I know that this has been asked on MSE before, but none of the answers seemed to answer my query and hence, I am making a new post.
$\textbf{Question:}$ $f:[a,b]\to\mathbb{R}$ is a continuous function. If $$\lim_{h\to0}\frac{f(x+h)+f(x-h)-2f(x)}{h^2}~=~0$$ holds for all $x$ in $[a,b]$ , prove that $f$ is linear on $[a,b]$ , i.e. $f(x)=cx+d$ for some $c,d\in\mathbb{R}$.
$\textbf{Note:}$ nothing has been said about the differentiability of $f(x)$ hence, we can't use L'Hôpital's rule or the Taylor Series expansion.
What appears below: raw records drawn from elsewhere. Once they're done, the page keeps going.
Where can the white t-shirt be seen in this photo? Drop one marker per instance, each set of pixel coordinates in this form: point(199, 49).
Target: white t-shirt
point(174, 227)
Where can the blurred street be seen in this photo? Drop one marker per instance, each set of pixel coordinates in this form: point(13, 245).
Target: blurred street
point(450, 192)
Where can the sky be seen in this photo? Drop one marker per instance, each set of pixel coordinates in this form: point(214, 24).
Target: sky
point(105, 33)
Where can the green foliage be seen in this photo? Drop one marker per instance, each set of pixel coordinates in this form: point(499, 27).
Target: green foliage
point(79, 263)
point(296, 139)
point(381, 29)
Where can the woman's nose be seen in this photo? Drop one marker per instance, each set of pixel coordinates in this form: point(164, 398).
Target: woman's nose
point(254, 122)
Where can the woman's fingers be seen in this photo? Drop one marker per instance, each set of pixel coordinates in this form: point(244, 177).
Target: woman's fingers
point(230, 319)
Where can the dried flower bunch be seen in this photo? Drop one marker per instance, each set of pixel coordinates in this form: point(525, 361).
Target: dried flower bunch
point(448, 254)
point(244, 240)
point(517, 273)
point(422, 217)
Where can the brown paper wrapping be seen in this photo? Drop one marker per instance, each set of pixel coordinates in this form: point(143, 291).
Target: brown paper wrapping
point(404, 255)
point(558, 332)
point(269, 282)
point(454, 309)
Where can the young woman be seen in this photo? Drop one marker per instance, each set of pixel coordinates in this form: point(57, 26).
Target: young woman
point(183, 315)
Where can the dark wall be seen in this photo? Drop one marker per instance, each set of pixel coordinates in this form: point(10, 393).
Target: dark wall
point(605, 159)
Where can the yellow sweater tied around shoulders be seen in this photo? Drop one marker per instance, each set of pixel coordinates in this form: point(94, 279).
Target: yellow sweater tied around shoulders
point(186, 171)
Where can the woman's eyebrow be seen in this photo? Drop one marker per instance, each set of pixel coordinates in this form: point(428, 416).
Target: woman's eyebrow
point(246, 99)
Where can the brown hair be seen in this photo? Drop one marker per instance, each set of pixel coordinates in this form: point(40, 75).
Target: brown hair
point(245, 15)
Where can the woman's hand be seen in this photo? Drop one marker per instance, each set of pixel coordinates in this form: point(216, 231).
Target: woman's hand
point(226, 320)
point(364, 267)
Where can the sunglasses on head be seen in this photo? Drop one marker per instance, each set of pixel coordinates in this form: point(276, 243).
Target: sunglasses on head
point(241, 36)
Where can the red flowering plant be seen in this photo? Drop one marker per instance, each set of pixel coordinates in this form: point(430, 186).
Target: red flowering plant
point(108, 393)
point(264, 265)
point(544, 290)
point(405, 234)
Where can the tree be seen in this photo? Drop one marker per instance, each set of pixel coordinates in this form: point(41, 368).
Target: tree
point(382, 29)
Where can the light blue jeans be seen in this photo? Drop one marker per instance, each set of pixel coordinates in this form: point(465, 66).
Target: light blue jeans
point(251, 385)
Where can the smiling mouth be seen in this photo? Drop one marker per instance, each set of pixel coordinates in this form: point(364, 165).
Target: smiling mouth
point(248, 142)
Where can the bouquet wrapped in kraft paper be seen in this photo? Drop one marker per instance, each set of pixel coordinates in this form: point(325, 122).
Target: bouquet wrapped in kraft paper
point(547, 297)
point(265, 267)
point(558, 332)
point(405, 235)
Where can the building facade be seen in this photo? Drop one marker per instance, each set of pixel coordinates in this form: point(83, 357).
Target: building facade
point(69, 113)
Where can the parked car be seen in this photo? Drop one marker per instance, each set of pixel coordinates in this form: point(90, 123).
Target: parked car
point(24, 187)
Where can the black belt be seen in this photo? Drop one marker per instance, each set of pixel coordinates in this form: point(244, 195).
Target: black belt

$\textbf{Attempt:}$ Given,
$$\displaystyle\lim_{h\to 0}\dfrac{f(x+h)+f(x-h)-2f(x)}{h^2}=0$$
Multiplying, $-1$ to the numerator and denominator and splitting $h^2$ and then proceeding further:
$$\displaystyle\lim_{h\to 0}\left(\dfrac{\left(\dfrac{f(x)-f(x+h)-f(x-h)+f(x)}{-h}\right)}{h}\right)$$
Let, $c$ be a constant such that, $c\to -h$, this automatically implies that, when $h\to 0$ then, $c\to 0$ as well. Now, introducing $c$ in the above equation:
$$\displaystyle\lim_{h\to 0}\left(\dfrac{\left(\displaystyle\lim_{c\to 0}\dfrac{f(x+h+c)-f(x+h)}{c}\right)-\left(\displaystyle\lim_{c\to 0}\dfrac{f(x+c)-f(x)}{c}\right)}{h}\right)$$
From the definition of the derivative, the numerator reduces to:
$$\lim_{h\to 0}\left(\dfrac{f^{\prime}(x+h)-f^{\prime}(x)}{h}\right)$$
This is reduces to:
$$\lim_{h\to 0}\left(\dfrac{f^{\prime}(x+h)-f^{\prime}(x)}{h}\right)=f^{\prime\prime}(x)$$
Now, as per given condition, $f^{\prime\prime}(x)=0$, hence we may conclude that $f(x)$ is a linear equation of the form, $cx+d$ for some $c, d\in\mathbb{R}$.
I have been told that the constant $c$ which I introduced and applied the limits to, is not a legal move. I also feel the same way, but I can't figure out why.
Also, if the above process is wrong, then what is the right one? Note: we DO NOT know about the differentiability of the function, we only know that it is continuous that's all.